Key Experimental Results¶
Main Results (EgoPER Dataset)¶
| Method | AUC | EDA |
|---|---|---|
| HF2-VAD | 59.9 | 27.1 |
| EgoPED | 62.0 | 57.0 |
| AMNAR | 68.5 | 64.4 |
| Ours | 73.8 | 66.7 |
Ablation Study¶
| Component | AUC | EDA |
|---|---|---|
| Baseline (no AEM) | 67.6 | 65.6 |
| + Visual effect supervision | 68.4 | 66.1 |
| + Text supervision | 69.4 | 66.3 |
| + Visual + Text (no alignment) | 71.7 | 66.4 |
| + Aligned Visual + Text | 73.8 | 66.7 |
Key Findings¶
- Compared to AMNAR (Prev. SOTA), AUC improves by 5.3 points.
- The effect frame sampling strategy outperforms the naive last-frame baseline by 3.2 AUC.
- Spatial relation features (AUC = 72.6) contribute more than object state features (AUC = 69.9).
- Visual-text alignment yields an additional 2.1 AUC gain over simple fusion (71.7 → 73.8).
- Open-source MLLM (Qwen3-VL) for scene graph generation achieves AUC = 73.3, approaching GPT-4o (73.8).
Highlights & Insights¶
- Action Effect Modeling: Shifting mistake detection from "whether the action was correctly performed" to "whether the action outcome is correct" represents a highly insightful change of perspective.
- Distillation-based Design: GPT-4o and Grounding DINO provide supervision only during training; these models are not required at inference. The effect token serves as a knowledge distillation bridge.
- Decomposition of State vs. Relation: Decomposing action effects into object state changes and spatial relation changes is a transferable design principle for broader causal reasoning tasks.

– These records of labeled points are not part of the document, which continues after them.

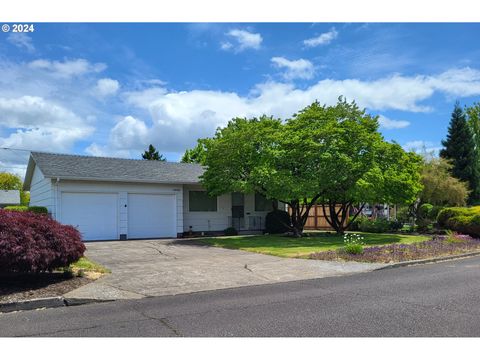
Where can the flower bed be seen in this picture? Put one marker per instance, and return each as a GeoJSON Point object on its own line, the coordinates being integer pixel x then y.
{"type": "Point", "coordinates": [438, 246]}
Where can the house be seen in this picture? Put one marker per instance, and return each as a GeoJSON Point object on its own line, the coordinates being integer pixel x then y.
{"type": "Point", "coordinates": [111, 198]}
{"type": "Point", "coordinates": [9, 197]}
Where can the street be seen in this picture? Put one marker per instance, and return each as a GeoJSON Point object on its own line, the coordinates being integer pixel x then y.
{"type": "Point", "coordinates": [425, 300]}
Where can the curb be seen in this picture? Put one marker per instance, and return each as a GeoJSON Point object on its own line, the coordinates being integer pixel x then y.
{"type": "Point", "coordinates": [426, 261]}
{"type": "Point", "coordinates": [32, 304]}
{"type": "Point", "coordinates": [50, 302]}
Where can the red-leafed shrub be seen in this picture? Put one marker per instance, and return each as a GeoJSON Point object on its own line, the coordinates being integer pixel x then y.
{"type": "Point", "coordinates": [32, 242]}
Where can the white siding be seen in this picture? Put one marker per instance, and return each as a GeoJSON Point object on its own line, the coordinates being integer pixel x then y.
{"type": "Point", "coordinates": [123, 189]}
{"type": "Point", "coordinates": [41, 191]}
{"type": "Point", "coordinates": [206, 220]}
{"type": "Point", "coordinates": [250, 211]}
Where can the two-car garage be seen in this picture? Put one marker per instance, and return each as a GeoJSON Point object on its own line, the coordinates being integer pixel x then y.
{"type": "Point", "coordinates": [112, 198]}
{"type": "Point", "coordinates": [108, 216]}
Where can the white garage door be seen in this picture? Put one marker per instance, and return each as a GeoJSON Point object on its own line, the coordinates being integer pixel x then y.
{"type": "Point", "coordinates": [94, 214]}
{"type": "Point", "coordinates": [151, 216]}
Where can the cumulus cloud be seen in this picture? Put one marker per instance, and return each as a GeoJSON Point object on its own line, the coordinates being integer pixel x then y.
{"type": "Point", "coordinates": [179, 118]}
{"type": "Point", "coordinates": [106, 87]}
{"type": "Point", "coordinates": [40, 124]}
{"type": "Point", "coordinates": [129, 134]}
{"type": "Point", "coordinates": [387, 123]}
{"type": "Point", "coordinates": [242, 40]}
{"type": "Point", "coordinates": [322, 39]}
{"type": "Point", "coordinates": [294, 69]}
{"type": "Point", "coordinates": [21, 41]}
{"type": "Point", "coordinates": [421, 146]}
{"type": "Point", "coordinates": [67, 68]}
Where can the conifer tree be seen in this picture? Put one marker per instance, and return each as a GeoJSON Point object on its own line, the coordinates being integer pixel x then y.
{"type": "Point", "coordinates": [152, 154]}
{"type": "Point", "coordinates": [459, 148]}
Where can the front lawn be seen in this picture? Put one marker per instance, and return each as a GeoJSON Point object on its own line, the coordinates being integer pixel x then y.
{"type": "Point", "coordinates": [302, 247]}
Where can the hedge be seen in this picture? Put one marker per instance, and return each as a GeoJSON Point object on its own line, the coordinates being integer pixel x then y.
{"type": "Point", "coordinates": [378, 225]}
{"type": "Point", "coordinates": [463, 220]}
{"type": "Point", "coordinates": [31, 242]}
{"type": "Point", "coordinates": [35, 209]}
{"type": "Point", "coordinates": [277, 222]}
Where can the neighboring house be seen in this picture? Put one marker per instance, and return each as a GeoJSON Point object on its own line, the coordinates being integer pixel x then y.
{"type": "Point", "coordinates": [111, 198]}
{"type": "Point", "coordinates": [9, 197]}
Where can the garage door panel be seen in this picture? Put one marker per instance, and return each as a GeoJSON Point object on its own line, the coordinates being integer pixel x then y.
{"type": "Point", "coordinates": [151, 216]}
{"type": "Point", "coordinates": [94, 214]}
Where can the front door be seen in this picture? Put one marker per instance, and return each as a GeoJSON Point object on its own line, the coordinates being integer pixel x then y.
{"type": "Point", "coordinates": [238, 211]}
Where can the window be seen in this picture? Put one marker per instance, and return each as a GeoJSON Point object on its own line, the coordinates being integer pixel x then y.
{"type": "Point", "coordinates": [200, 201]}
{"type": "Point", "coordinates": [262, 203]}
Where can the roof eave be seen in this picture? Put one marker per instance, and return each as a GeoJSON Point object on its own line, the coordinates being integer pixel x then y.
{"type": "Point", "coordinates": [76, 178]}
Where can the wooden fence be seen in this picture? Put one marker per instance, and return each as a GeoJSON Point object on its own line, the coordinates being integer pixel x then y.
{"type": "Point", "coordinates": [316, 220]}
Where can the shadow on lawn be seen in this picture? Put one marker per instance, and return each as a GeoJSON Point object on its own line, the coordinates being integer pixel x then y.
{"type": "Point", "coordinates": [276, 241]}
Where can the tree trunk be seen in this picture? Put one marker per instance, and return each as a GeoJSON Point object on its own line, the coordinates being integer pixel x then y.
{"type": "Point", "coordinates": [338, 219]}
{"type": "Point", "coordinates": [299, 214]}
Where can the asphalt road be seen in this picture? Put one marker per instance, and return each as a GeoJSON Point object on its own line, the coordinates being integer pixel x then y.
{"type": "Point", "coordinates": [440, 299]}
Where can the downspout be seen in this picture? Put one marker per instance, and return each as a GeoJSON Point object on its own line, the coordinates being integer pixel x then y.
{"type": "Point", "coordinates": [56, 199]}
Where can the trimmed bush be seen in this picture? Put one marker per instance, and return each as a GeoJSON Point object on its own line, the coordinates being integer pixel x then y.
{"type": "Point", "coordinates": [375, 225]}
{"type": "Point", "coordinates": [231, 231]}
{"type": "Point", "coordinates": [16, 208]}
{"type": "Point", "coordinates": [463, 220]}
{"type": "Point", "coordinates": [35, 209]}
{"type": "Point", "coordinates": [32, 242]}
{"type": "Point", "coordinates": [38, 209]}
{"type": "Point", "coordinates": [277, 222]}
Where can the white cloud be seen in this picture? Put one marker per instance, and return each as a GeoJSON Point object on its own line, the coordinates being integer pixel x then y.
{"type": "Point", "coordinates": [322, 39]}
{"type": "Point", "coordinates": [421, 146]}
{"type": "Point", "coordinates": [129, 134]}
{"type": "Point", "coordinates": [179, 118]}
{"type": "Point", "coordinates": [242, 40]}
{"type": "Point", "coordinates": [22, 41]}
{"type": "Point", "coordinates": [294, 69]}
{"type": "Point", "coordinates": [40, 124]}
{"type": "Point", "coordinates": [67, 68]}
{"type": "Point", "coordinates": [106, 87]}
{"type": "Point", "coordinates": [387, 123]}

Limitations & Future Work¶
- The effect frame assumption requires that outcomes are immediately observable after action completion, which may not hold for delayed effects (e.g., slow cooking).
- Generating scene graphs with GPT-4o incurs high cost; although not needed at inference, data preparation during training is time-consuming.
- Evaluation is limited to constrained scenarios such as kitchen operations; generalization to more complex domains (e.g., industrial assembly) remains unknown.
- The quality of Grounding DINO object detection directly affects visual branch performance.
Related Work & Insights¶
- vs. AMNAR: The previous SOTA, which adopts an anomaly detection paradigm. The proposed method explicitly models action effects, offering greater interpretability.
- vs. EgoPED: An earlier method that does not model effects; the proposed method substantially outperforms it.
- vs. ActionFormer: Serves as the backbone network; the proposed AEM module is built on top of it.
Rating¶
- Novelty: ⭐⭐⭐⭐⭐ The action effect modeling perspective is highly novel and convincing.
- Experimental Thoroughness: ⭐⭐⭐⭐ Two datasets with detailed ablations, though the scenarios are limited (kitchen only).
- Writing Quality: ⭐⭐⭐⭐ Mathematical derivations are clear and the probabilistic framework is elegant.
- Value: ⭐⭐⭐⭐ Provides a new methodology for procedural video understanding.